Growing up Southern Baptist, I remember hearing it said that Presbyterians and Catholics may use the "sprinkle" method of baptism, but we Baptists "hold 'em under till they bubble." It always made me laugh.
Our church held a baptism service on Sunday, the first I'd seen in a couple of years (they've traditionally held special services for it.) Then, Wednesday night, my small group talked about getting baptized. The repetition of the topic struck me, and it brought back memories.
I was eleven. My entire family--Mom, Dad, Beth, and Melanie--crammed into our tiny downstairs bathroom for the event. I wore a turtleneck, I think, and jeans, which (for those who've never tried this) are incredibly difficult to get off when wet.
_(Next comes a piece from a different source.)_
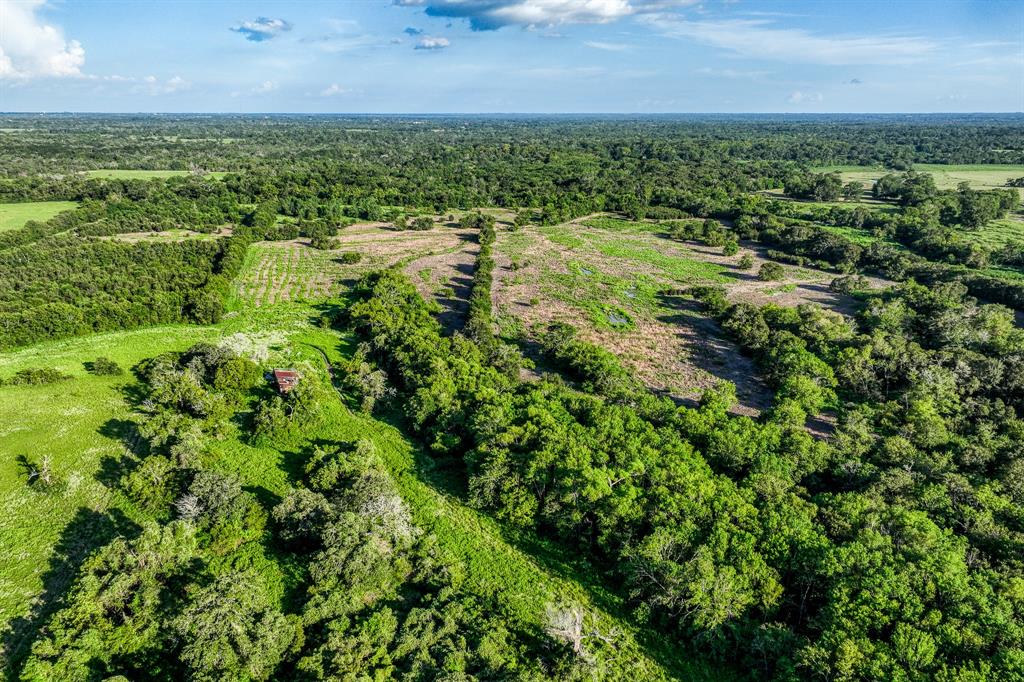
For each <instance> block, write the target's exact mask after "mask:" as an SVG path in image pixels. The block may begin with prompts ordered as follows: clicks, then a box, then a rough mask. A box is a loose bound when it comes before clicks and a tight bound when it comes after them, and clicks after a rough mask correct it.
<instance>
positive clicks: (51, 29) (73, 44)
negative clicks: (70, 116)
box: [0, 0, 85, 79]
We filled the bathtub as full as it would go, and I had to sit like kids do, with my knees bent and feet pointing in opposite directions.
In spite of the comical elements, I felt both excited and serious. At that age, there was nothing I wanted more than to be God's and know for sure I was His.
Dad did the honors. He asked me, as Baptists generally do as part of the ceremony, if I had accepted Jesus Christ as my Lord and Savior. I said yes, almost desperately; like a girl might to the love of her life before he has a chance to change his mind. Then "I baptize you in the name of the Father, the Son, and the Holy Spirit" and the ritual was complete.
It's such a little thing. One quick symbol. But for some reason, it matters. I remember it because it mattered. My life didn't change right there, but that which we Baptists call an "act of obedience" stands for a thousand changes, great and small, throughout my life. Maybe because so little in life is sacred, especially nowadays, this one short memory means so much to me.